钟梵钧通过中年女人长达四十分钟的哭诉,拼凑出她绝望的过往。
四年前,女人一家还是幸福的四口人,女儿英英刚满十五岁,腺体就开始萎缩。
英英没有分化成Omega,说明她不需要每月支付高昂的抑制剂费用或早早嫁人生子,恰好英英又争气,是村里有名的好学生,学习好,听话又懂事。

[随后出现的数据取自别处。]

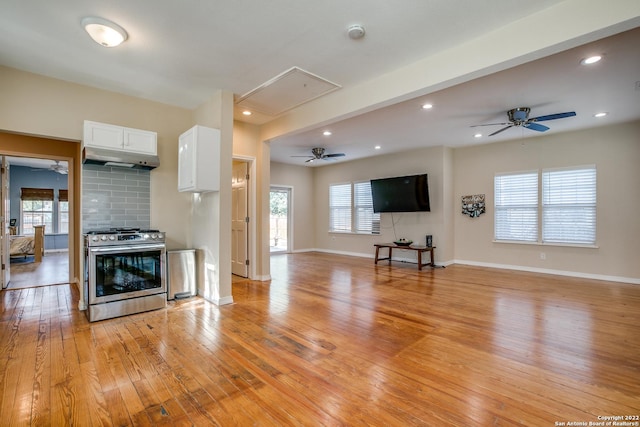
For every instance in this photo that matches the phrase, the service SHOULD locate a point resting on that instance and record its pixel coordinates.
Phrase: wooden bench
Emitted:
(417, 248)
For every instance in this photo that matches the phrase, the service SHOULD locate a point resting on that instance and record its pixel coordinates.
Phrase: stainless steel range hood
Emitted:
(102, 156)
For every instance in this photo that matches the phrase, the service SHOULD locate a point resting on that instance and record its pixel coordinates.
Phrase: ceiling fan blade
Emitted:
(553, 116)
(537, 127)
(490, 124)
(503, 129)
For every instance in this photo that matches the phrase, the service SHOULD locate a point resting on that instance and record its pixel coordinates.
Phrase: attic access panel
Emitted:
(285, 91)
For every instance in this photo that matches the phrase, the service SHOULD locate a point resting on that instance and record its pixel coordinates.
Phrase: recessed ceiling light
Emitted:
(591, 60)
(103, 32)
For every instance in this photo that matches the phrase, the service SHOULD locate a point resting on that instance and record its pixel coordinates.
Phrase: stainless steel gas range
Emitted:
(125, 272)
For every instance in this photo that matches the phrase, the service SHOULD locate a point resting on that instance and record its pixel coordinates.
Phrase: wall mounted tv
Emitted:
(401, 194)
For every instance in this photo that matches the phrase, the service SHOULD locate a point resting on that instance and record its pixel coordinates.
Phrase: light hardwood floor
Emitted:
(52, 270)
(332, 340)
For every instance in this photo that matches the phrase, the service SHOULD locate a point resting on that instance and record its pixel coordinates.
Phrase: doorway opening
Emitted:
(35, 204)
(280, 234)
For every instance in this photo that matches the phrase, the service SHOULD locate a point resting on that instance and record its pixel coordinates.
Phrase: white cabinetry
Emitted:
(199, 160)
(120, 138)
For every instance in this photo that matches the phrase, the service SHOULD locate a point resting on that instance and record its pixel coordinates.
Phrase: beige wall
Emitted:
(453, 173)
(37, 105)
(411, 225)
(301, 181)
(615, 150)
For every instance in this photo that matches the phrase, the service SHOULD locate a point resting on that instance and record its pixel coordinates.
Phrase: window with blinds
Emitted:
(36, 208)
(340, 207)
(366, 221)
(569, 205)
(516, 207)
(351, 208)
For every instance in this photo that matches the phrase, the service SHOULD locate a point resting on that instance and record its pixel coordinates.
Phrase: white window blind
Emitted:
(516, 207)
(366, 221)
(340, 207)
(569, 205)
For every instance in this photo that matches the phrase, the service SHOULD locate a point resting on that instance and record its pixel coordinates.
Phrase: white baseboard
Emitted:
(634, 281)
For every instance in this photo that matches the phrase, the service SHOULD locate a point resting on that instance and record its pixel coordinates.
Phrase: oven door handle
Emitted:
(121, 249)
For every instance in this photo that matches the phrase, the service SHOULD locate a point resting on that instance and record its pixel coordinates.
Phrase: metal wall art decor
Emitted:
(473, 205)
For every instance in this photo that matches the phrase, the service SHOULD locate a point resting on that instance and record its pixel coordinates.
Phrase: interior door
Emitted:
(239, 220)
(4, 229)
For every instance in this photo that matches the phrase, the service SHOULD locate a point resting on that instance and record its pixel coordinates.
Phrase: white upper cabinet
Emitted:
(199, 160)
(120, 138)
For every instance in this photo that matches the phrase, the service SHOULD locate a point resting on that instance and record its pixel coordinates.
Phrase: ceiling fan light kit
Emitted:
(519, 117)
(318, 153)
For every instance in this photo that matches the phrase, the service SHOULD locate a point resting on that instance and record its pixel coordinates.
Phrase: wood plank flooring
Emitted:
(332, 340)
(52, 270)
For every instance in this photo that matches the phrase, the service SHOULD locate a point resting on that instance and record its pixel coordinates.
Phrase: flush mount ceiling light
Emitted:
(591, 60)
(103, 32)
(355, 32)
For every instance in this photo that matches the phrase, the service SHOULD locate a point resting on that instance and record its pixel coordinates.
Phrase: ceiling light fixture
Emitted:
(591, 60)
(355, 32)
(103, 32)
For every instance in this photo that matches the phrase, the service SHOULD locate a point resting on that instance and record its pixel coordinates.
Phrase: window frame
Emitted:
(542, 212)
(358, 210)
(23, 223)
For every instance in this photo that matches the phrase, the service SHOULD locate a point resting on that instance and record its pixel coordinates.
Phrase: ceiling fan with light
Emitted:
(56, 167)
(319, 154)
(519, 117)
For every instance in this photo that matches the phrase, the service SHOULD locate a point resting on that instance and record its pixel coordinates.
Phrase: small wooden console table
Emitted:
(418, 249)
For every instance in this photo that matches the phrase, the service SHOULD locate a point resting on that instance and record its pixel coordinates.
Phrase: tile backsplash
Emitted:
(115, 197)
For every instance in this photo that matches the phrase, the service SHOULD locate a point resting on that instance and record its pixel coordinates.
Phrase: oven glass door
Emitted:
(126, 272)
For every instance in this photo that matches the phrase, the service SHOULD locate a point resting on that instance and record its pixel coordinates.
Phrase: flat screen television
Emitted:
(401, 194)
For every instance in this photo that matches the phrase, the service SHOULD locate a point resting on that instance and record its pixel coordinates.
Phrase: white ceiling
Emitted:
(180, 53)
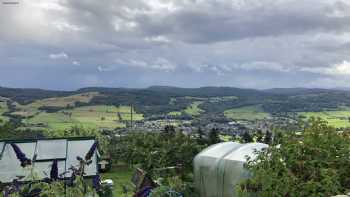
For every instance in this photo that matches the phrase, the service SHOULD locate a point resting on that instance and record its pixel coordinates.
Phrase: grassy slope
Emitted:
(246, 113)
(99, 116)
(3, 109)
(32, 108)
(339, 118)
(120, 176)
(194, 109)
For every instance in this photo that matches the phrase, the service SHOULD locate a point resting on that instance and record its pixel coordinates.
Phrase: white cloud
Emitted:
(76, 63)
(338, 69)
(158, 39)
(163, 64)
(157, 64)
(262, 65)
(61, 55)
(105, 68)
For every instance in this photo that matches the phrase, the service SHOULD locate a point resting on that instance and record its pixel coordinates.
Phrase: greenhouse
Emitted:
(43, 152)
(219, 168)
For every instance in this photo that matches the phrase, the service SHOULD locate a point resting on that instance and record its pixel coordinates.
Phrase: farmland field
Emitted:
(121, 176)
(3, 109)
(334, 118)
(253, 112)
(33, 108)
(99, 116)
(194, 109)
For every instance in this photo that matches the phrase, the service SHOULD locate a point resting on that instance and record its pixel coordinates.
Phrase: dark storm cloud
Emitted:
(131, 43)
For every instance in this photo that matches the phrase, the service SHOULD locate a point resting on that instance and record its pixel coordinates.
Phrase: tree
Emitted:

家里人最大的愿望就是英英能考上县里的高中,再考进好的大学,走出山沟沟。
可就在一个再寻常不过的傍晚,本该下了学早早到家的英英却迟迟不见踪影,女人和丈夫从家找到学校,又顺着山路从学校找到城里,怎么也找不到人。
他们去报案,才知最近半年有不少年轻男女离奇失踪,却没有一个被安全找回。
直到丧失希望的第三个月,一个满身是伤的男孩突然出现在他家门口,背上是奄奄一息的英英。
他们接过英英,身为Omega的女人闻到一股极为陌生的信息素,她不可置信地抱起英英,看到英英布满针眼的糜烂后颈。
一家人不敢耽误,立马载着英英赶往县里的医院。
经过检查,医生说英英的腺体出现了二次发育,并且在不受控制地释放信息素,这种信息素会引发身体的排异反应,诱导腺体被攻击甚至溶解,要想保命,只能将腺体摘除。
可英英没活着走下手术台。
一家人无法接受好好的女儿死于非命,顺着男孩被迫害的记忆片段追查下去。
“那是个非法实验室,里面关着的都是Beta孩子,他们要研发一种能让Beta再次分化的药。”
“我丈夫发现了他们的秘密,被他们勒死,吊在我家门前的树上。”
女人的声音从一开始的尖利变成最后的麻木,她说她不报仇了,她还有个孩子,也是个Beta,谁知道那群疯子会不会在哪天突然窜出来,绑走他仅剩的孩子。
接下来的录音是一段长久的沉默,直到男人再次开口。
“那个男孩是谁,你知道吗?”
“知道,隔壁镇上的孩子,姓时。”
【作者有话说】
大肥章诶,讨点评论不过分吧(星星眼)!
第48章 离我远点儿
“你是说……他之前很有可能是个Beta?”
医生值班室内,一声疑问,让整个空间都静得落针可闻。
一直沉迷写病历的大夫手指悬在键盘上,空按两下,疑惑道:“是不是没描述准确,应该只是分化时间晚于一般年龄?”
冯医生表情严肃,不信任地盯着钟梵钧:“你说清楚。”
“不是,”钟梵钧舌头像埋在砂砾中,每说一个字都疼痛万分,“就是Beta,他可能……是被注射了促分化的药。”
“促分化?据我所知,目前国内国外都没有相关成熟的药物,”冯医生把手里的圆珠笔按得嗒嗒响,目光锋利,“大约十年前,我们国家倒是有人提过‘二次分化’的概念,但被伦理委员会严厉叫停,提出这概念的正是你们这个医药龙头,济正。”